Query Stub Domains with CoreDNS and NodeLocal DNSCache

Recently, We started migrating our EKS 1.16 clusters to brand new 1.19 ones.

Of all the changes, I am most excited about NodeLocal DNSCache. It not only greatly reduced the time of DNS query latency (mostly because of these serach domains), but issues like conntrack races at very little expense.

The hidden problem

Networking is hard, especially in Kubernetes. DNS is often one of the problems.

Normally, no matter how many CoreDNS pods you run, there are always chances your DNS queries fly over your head across instances, or even worse, availability zones. This increases the latency, failure possibility and lowers the app’s performance that needs high throughput.

For instance, applications like log shipper and push notification workers tend to send many requests in short periods and will only increase when under pressure. If you check CoreDNS’ logs, you will notice there are so many NXDOMAIN results because of the search domains. Although these results are getting cached, the time wasted on traveling between nodes and zones is still expensive.

I’ve reduced ndots for cluster-level log shippers, but it’s unlikely and impractical to ask everyone else to do the same.

Install the cluster addon

If I remember correctly, GKE has a simple checkbox to install NodeLocal DNSCache. But since we are using AWS, we seem not to deserve the option. Anyway, it’s still pretty easy to install if you follow the instructions.
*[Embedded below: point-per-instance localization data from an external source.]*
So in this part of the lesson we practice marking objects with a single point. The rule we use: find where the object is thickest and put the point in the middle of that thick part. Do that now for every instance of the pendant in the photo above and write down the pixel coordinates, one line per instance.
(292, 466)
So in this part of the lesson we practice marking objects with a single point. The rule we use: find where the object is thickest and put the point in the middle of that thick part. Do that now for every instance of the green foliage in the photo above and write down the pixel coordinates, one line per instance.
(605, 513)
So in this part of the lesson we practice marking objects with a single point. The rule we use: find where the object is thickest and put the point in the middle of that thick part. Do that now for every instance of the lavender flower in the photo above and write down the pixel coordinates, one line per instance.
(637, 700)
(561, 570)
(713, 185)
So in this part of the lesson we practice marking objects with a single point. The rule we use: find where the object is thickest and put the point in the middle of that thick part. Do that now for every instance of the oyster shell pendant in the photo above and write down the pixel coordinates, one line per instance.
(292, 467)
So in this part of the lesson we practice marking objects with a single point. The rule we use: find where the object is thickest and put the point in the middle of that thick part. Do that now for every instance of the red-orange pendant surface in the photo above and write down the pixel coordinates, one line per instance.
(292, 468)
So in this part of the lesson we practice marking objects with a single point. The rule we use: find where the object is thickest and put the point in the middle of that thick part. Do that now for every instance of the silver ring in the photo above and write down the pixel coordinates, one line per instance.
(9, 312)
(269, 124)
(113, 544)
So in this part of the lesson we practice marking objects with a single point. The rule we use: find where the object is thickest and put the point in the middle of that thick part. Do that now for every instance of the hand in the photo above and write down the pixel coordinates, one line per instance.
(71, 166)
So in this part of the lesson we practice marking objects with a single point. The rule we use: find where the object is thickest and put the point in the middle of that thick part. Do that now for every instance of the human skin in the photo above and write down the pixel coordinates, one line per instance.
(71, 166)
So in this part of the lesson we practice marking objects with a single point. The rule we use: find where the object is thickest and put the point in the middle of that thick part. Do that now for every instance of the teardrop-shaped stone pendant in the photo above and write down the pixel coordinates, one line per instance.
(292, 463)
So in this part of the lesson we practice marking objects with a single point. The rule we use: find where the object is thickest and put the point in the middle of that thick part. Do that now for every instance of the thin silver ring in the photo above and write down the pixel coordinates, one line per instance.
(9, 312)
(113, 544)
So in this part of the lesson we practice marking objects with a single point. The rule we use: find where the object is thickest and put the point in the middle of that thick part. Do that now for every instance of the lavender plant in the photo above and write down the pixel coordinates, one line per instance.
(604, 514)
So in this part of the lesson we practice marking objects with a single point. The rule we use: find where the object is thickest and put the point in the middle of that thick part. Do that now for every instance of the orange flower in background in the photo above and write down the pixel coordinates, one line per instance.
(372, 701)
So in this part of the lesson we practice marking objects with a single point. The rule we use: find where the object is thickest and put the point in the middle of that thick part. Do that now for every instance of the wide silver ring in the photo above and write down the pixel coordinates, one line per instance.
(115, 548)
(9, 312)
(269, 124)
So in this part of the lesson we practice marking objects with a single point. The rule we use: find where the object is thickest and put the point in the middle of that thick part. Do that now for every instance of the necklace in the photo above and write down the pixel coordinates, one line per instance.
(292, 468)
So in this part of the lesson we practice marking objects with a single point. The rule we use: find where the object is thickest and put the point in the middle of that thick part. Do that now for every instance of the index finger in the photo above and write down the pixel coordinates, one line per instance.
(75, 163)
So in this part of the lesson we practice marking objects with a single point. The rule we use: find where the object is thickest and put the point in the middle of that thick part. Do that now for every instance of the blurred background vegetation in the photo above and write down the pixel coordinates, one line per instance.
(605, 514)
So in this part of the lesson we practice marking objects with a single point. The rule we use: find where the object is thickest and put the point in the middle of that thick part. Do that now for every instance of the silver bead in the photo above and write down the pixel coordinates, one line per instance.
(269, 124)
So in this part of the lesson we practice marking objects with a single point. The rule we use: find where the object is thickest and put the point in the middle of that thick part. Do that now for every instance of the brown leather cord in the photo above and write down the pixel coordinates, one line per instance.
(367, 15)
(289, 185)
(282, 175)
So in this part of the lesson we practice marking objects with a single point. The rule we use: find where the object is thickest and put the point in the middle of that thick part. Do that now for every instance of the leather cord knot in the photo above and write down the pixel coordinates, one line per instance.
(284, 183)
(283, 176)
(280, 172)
It creates a daemonset, a configmap, a service account for the node-local-dns and services to expose itself and the upstream CoreDNS. You don’t need to change any of your workloads to benefit from this. This daemonset will manipulate iptables rules (in a good way) to intercept DNS queries to the CoreDNS service cluster IP and check if it has the cache.

It feels great, just like you were using VMs and never thought you would be worrying about DNS queries being too slow one day.

Wait, I can’t connect to the services with stub domain?

There is always a “but”. We have some “special” domains that need to set up a stub domain block in Corefile to make it work. Like:

 1
 2
 3
 4
 5
 6
 7
 8
 9
10
11
apiVersion: v1
kind: ConfigMap
data:
  Corefile: |
    .:53 {
        # ...(omitted)
    }
    some.corp:53 {
        cache 30
        forward . 10.1.2.3 10.4.5.6
    }    

It always worked before, and I naively thought it would continue to work after I installed NodeLocal DNSCache, until a colleague told me that he couldn’t connect to a certain database from the new cluster.

When something can’t be connected, I usually check DNS first and then use tools like nc later. And since we are all in this article, of course, it’s a DNS issue.

I was dumbfounded and wondering how it is possible. If cache misses, then it will still ask upstream CoreDNS, won’t it?

I removed NodeLocal DNSCache, then found the stub domain resolves. I applied the NodeLocal DNSCache again, no result. After that, I started searching around and hoping my mentors Google and StackOverflow would shed some light.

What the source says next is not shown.